My shoulders stiffen, and my voice turns indignant. “I have never radiated sadness in my life. ”
She laughs. “Okay, slight exaggeration. Slight. Because you kind of did, at least to me, even though on the outside you were happy-go-lucky. Singing in the shower, dragging me outside on sunny days to study in the grass. Befriending the lady at the dining hall omelet station. Jumping at the chance to help plan my birthday party in my hometown when you barely knew me.”
“Was it annoying?” She sits next to me, and we sort through the pots to find one that looks like the right size. “That I was one way on the surface but seemed…different underneath?”
“No. Because the way you were on the surface was still you. That part was real too. You were truly and sincerely both.”
I tip my head against her shoulder and close my eyes against the wave of gratitude that comes over me.
I have someone in my life who sees me, sometimes even better than I see myself.
“I accused Nate of only liking me when I’m sad.
Of not understanding the part of me that enjoys waking up at the crack of dawn to cheerlead people through a spin class. ”
“Do you really think that’s true?”
“I don’t know.”
She’s quiet for a moment. “It’s harder from a distance, you know. Getting a read on you. It’s easier for me to tell how you’re feeling in person.”
I gather my courage. “You probably got tired of trying to figure out what was really going on. I owe you an apology, Bail. Not just for being an emotional shit show, but for not pulling my weight. I could’ve made time to visit.
I could’ve been the one who picked up the phone sometimes.
But I was in denial about how much I was struggling.
It was hard to think about everything I walked away from here, the good and the bad.
And whether it seems like it or not, it is hard for me to hide things from you.
The only two people I have trouble bullshitting are you and—well. ”
Each of my regrets pricks at my chest at once, like pushpins on a map stretching from the West Coast to the East. The apartment building in Philadelphia where I abandoned my best friend.
All the places in L.A. where I lied to her.
The CycleLove studio, where I lied to myself.
A bright red pin in the southeast, the place where I let fear break my heart and Nate’s.
“I’m sorry I let you down,” I continue, rubbing my stinging throat. “I understand why you started to distance yourself.”
“I felt like you were moving on, and it was time for me to let that happen.”
I shake my head vehemently. “No. That’s why I had to come out here and make this party perfect, because I want to do better.
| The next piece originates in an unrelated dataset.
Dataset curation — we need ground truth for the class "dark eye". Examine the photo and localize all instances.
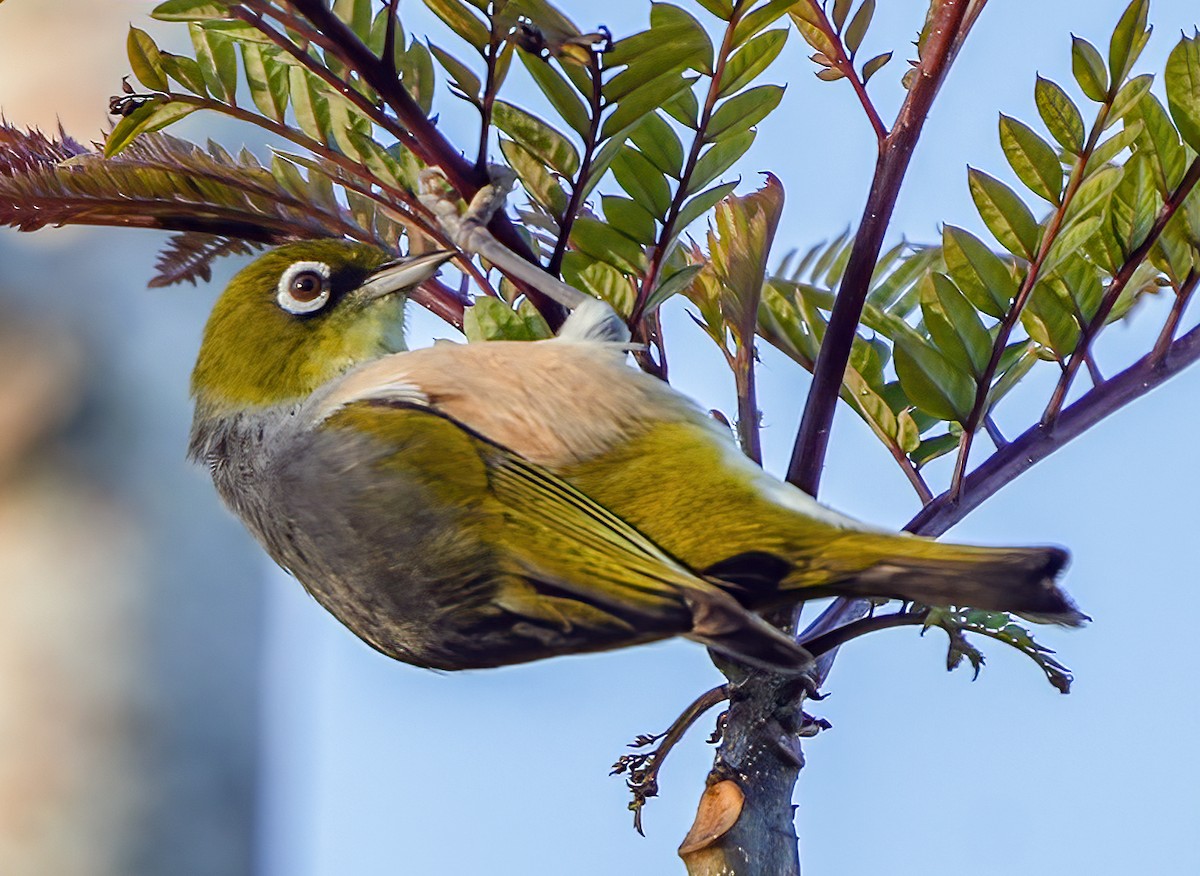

I’m at, like, a seventy percent costume rate, by the way.
All I have to do is stay the course and keep following up with people in a mildly annoying way, and I’ll hit ninety, at least. I promise. ”
She laughs in surprise. “Quinn. I don’t care about the costumes, or the big dramatic gesture of you coming to my party. I love you, and all I want is for us to talk regularly and be real with each other when we do. If you can try to do that, we’re good.”
“I will,” I say. “You’re my favorite person, and I promise I’ll do better. I’ll even watch The Traitors so you have someone to talk about it with.”
“Favorite person? What about the guy you just boned across the country?” She chooses a planter that looks about the right size.
“Half the country.” I gently extract the succulent from the cracked pot, and she guides it into the new one. “And he’s my other favorite person. I can have two, you know.”
“As long as I’m always your ‘favorite person,’ and he’s always your ‘ other favorite person.’?”
I smile, but then I remember that I lost Nate, and the corners of my mouth wobble. “I’m sad,” I whisper. “And scared. That I gave up something irreplaceable, and I’m going to regret it.”
She wraps an arm around me. “Do you have to give him up? I know CycleLove is a big job, and I’m proud of you for getting there and how hard you’ve worked. But is it worth it?”